I woke up this morning feeling extremely good. It had been a few months since we lost the baby, we had gotten back to our regular schedules again and were healing from the loss.  I finished getting dressed and headed out to the kitchen where Brandon was already eating. 

Callie- good morning

Brandon- morning, looks like you woke up in a good mood today..

Callie- it would have been better if I woke up with you next to me..

I came behind him and wrapped my arms around him. 

Brandon- sorry, I just couldn't sleep in today..

I leaned around to him and we shared a kiss, then I went to get a glass of juice.

Brandon- your not having coffee today?

Callie- ah.. no

Brandon- you feel okay?

Callie- yeah, actually I feel great

Brandon- good

Callie- um.. do you have a minute to talk..

Brandon- I wanted to talk to you about something too..

Callie- oh.. okay, you go first

Brandon- well.. I've been thinking about maybe going back to school

Callie- you mean going to college?

Brandon- yeah.. you know get a degree, it would help me get a better job and.. you could go back too, you always talked about going for photography..

Callie- I just didn't know you still wanted to go to college so badly..

Brandon- its not that I have to I just thought.. now that the baby's not..

I looked away from him, trying to hold back from crying.

Brandon- I'm sorry.. I didn't mean..

Callie- no.. I get it.. its just..

Brandon- what?

Callie- I kind of had a different idea of.. our future

Brandon- so.. you don't want to go back to school?

Callie- I think.. I want to try and get pregnant again

Brandon- oh..

Callie- but.. you don't want kids anymore?

Brandon- no, no its not that.. I just feel like its kind of soon to be talking about this again, its only been a few months since..

Callie- I know but.. why should we wait, I want to have a baby Brandon..

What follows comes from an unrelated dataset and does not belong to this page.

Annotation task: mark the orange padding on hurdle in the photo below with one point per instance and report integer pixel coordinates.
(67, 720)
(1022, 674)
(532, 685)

Brandon- honey.. your still grieving, I think you just want to have another baby to replace the one we lost..

Callie- maybe I am.. in a way but.. is that so wrong? if another baby makes me happy, helps me heal from this loss, is it wrong for me to want that?

Brandon- no baby but.. I don't think we should rush into anything, I have to go to work now.. we can talk about this later

Callie- yeah, sure

Brandon POV

I was lying in bed on my stomach with my face buried in my pillow. Callie came in and sat on the bed next to me. We didn't say anything to each other, then Callie started rubbing my back and kissing my neck.

Brandon- Callie..

Callie- what? your not too tired are you?

Brandon- no, its just we don't have any.. protection left.. I didn't get a chance to buy..

Callie- so what?

Brandon- what do you mean.. so what?

Callie- that dosen't have to stop us..

Brandon- Callie.. what if you get pregnant?

Callie- so what if I get pregnant..

Brandon- wait.. is this about what we talked about this morning? your trying to get pregnant

Callie- Brandon, I want a baby

Brandon- Callie, we said we would keep talking about this.. I didn't agree to anything

Callie- well.. why not? why can't we have a baby?